Since the beginning of the Century, women have been claiming equality with men. But this is not tenable due to the obvious difference in their nature itself. The fair sex may have thinking faculty. But their reproductive system differs from that of men a prominent feature of this is women’s menstrual cycle which largely influences them physically, mentally, and socially, in turn affecting others, who live or work closely with them.

Most women, over 90%, say they get some premenstrual symptoms (PMS), such as bloating, headaches, and moodiness. For some women, these symptoms may be so severe that they miss work or school, but other women are not bothered by milder symptoms. On average, women in their 30s are most likely to have PMS. Premenstrual tension is a recurrent, variable cluster of troublesome, ill-defined symptoms and signs.

These develop during the 7 to 14 days before the onset of menses and subside when menstruation occurs. It affects about one-third of all premenopausal women, primarily those between 25-40 years of age. In about 10 percent of these, the syndrome may be severe. Probably half of all women experience a combination of symptoms occurring just before a period such as decreased energy, heaviness around the abdomen, slight tenderness of the breasts, altered libido tension, headache, backache, general aches and pains, general feeling of bloating, weight gain, skin disorders as (ache, pimples, and blotches, acquire greater susceptibility to colds and minor infections, constipation, frequent urination, colonic spasm and insomnia (sleeplessness).

Women who suffer from migraine, epilepsy, and asthma may find that they are particularly prone to severe attacks at this time. Mental symptoms include behavioral changes, sudden changes in mood, depression or weepiness poor concentration, forgetfulness and confusion, clumsiness irritability, and lethargy. Patients may also describe increased cravings for certain foods. Confusing reports of the spectrum of manifestations have been presented. The affected individual often feels restlessness, low energy, cleaning the house again when it is already spotless, fussing and nagging children, and unnecessary worrying. Husbands cannot understand the periodic bursts and moods, resulting in quarrels making the situation more badly. The causes of pre-menstrual syndrome are still uncertain. Theories include neuroendocrine changes, elevated or lowered levels of estrogen or progesterone, fluid retention, reactive hypoglycemia, and vitamin deficiencies.

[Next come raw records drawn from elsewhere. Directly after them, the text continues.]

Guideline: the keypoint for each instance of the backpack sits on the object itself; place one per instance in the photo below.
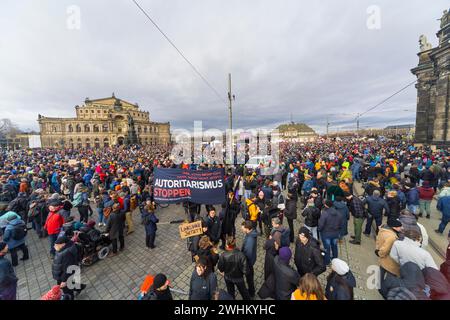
(19, 231)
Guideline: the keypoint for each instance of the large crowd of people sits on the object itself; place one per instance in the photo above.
(41, 190)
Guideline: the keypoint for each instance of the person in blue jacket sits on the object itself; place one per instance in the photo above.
(150, 220)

Dr. Katherina Dalton, who for many years, has made a special study of the menstrual cycle, has shown that mental crises such as attempts to suicide, child battering, crimes, drinking bouts, and accidents occur much more commonly at the time of a women’s premenstrual period (the days before and first days of the menstruation) than at other times in her menstrual cycle. In some countries such as France, the symptoms are recognized for legal purposes as ‘temporary insanity’. A similar provision should also be incorporated into the Indian Penal Code to help complications or temporary insanity arising out of pre-menstrual tensions in our country also.

As already mentioned, the premenstrual symptoms affect not only the sufferer herself but also those who live or work closely with her, Research has shown that there is a relationship between men’s work performance as timekeeping and absenteeism and their wife’s menstrual cycles. Marriage guidance counselors know only too well that marital disputes are much more likely and much more serious during the wife’s parametrium. The wise husband soon learns that this is not the best time to discuss financial or family problems. On a more positive note, a person who understands women’s problems and the reasons for them can be a very great help at this time.

Children, especially are very sensitive to their mother’s temperaments. A disturbance in the mother is often reflected in some kind of psychosomatic disorder or aggravated by mental stress in the child. School teachers may notice that a child who is normally bright and disciplined becomes irregular for several consecutive days, late for school, and performs poorly, but may not realize that the cause lies not in the child but in his or her mother’s menstrual cycle. Research has shown that during the mother’s parametrium children are more likely to be taken to family doctors because of minor ailments, more likely to be treated in a casualty department following an accident, and more likely to be admitted to hospital. The tragic extreme is where a mother’s tension and irritability result in violence.
The performance of women at work also varies with their menstrual cycle, and this may affect not only the sufferer’s colleagues, who will be on the receiving end of her irritability or depression but also the employee to whom that effects may become visible as lateness or absenteeism. It is important, of course, to remember that ‘lower’ performance at one time implies ‘higher’ performance at another; it is this rise and fall rather than the level which needs to be taken into account.

None of us lives in complete isolation from other people, no woman, regardless of her role in society, can escape her femaleness’. A wife is one-half of a marriage; a mother is usually the linchpin of the whole family. At work, business executives depend on their workers and vice versa, patients depend on doctors and nurses, and customers depend on sales staff. If a woman is one of the unfortunate minorities whose life becomes a misery for several days each month, the consequences are faced by other people. It is for this reason that the phenomenon of the menstrual cycle needs to be understood not only by girls and women but by boys and men as well.